The coking propensity of each sample resid and resid/gas oil mixture was determined from OCFTs, measured using the coking propensity test method and apparatus described in International Publication No. WO 01/53813, incorporated herein by reference in its entirety for all purposes. The test method measures the propensity of liquid feedstocks to form coke when heat and pressure are applied. The test apparatus comprises a container or reactor outfitted with a heater cartridge having a hot zone for heating liquid feedstock, a liquid thermocouple to measure the temperature of the liquid feedstock, and a heater thermocouple for measuring the temperature of the heater cartridge hot zone. During measurement of coking propensity, a thermocouple located inside the cartridge is controlled at constant temperature. As coke forms or solids deposit on the surface of the heater, an insulating barrier is formed which reduces the power required to maintain the desired constant cartridge temperature. The time to decrease the power required to maintain the heater at the desired temperature determines the propensity for coking of the liquid feedstock.
Sample Preparation
Hydrotreatment of gas oils was carried out using a hydrotreater pilot plant. Gas oils were fractionated in the laboratory at 2 mm Hg in a D-1160 apparatus.

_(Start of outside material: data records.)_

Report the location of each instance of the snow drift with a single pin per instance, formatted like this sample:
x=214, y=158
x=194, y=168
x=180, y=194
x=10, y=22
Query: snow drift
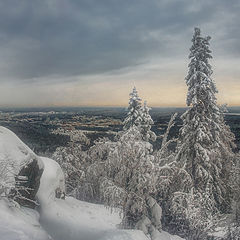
x=57, y=217
x=19, y=167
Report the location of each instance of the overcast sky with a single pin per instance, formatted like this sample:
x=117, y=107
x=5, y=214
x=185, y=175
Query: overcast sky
x=92, y=52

Coking Propensities of Feedstocks Modified with Various Gas Oils
A resid feedstock having physical properties as shown in Table I was tested using the coking propensity apparatus described in International Publication No. WO 01/53813. Also tested were blends consisting of about 80 wt % of the resid with about 20 wt % of each of the gas oils listed below in Table I.

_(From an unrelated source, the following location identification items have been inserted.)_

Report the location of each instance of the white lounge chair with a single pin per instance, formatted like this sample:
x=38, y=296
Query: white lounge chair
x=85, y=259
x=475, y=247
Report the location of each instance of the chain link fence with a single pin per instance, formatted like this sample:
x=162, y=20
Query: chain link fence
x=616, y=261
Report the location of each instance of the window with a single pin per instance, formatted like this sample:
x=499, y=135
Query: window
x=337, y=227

The properties and OCFT data for each sample tested with the coking propensity apparatus are summarized in Table II. Because the OCFT is very sensitive to liquid temperature, the corrected OCFT for each sample is also listed. The corrected OCFT is obtained by using an Arrhenius thermal severity factor to normalize experimental data to a constant level of liquid temperature. As shown below, unmodified resids have much shorter OCFT times, and thus, higher coking propensities, than those modified with 20 Wt % aromatic gas oil or hydrotreated aromatic gas oil.
13C NMR
Coking Propensities of Feedstocks Modified with Fractionated Gas Oils
Gas oils 1 and 3 were each fractionated to produce a 750-850° F. fraction and an 850+° F. fraction. These fractions were mixed with the resid from Example 1 in a proportion of about 80 wt % resid and about 20 wt % gas oil. The properties and OCFT data for these samples are summarized in Table IV.
The data in Table IV demonstrate that the 750-850° F. fraction is more effective than the 850+° F. fraction at slowing coke formation, particularly in the case of hydrotreated gas oil #3.
Coking Propensities of Feedstocks Modified with Fractionated Gas Oils
Gas oil 6, which was less effective at slowing coke formation than the other gas oils tested in Example 1, was fractionated to produce a 750-850° F. fraction and a fraction boiling below 950° F. These fractions were mixed with the resid from Example 1 in a proportion of about 80 wt % resid and about 20 wt % gas oil. The properties and OCFT data for these samples are summarized in Table V.
Table V illustrates results similar to those of Example 2, specifically, that separating out the highest molecular weight fraction of the gas oil makes the gas oil more effective at slowing the onset of coke formation.
The foregoing description of preferred embodiments of this invention is intended to be illustrative and is not intended to impose any limitations on the scope of the invention.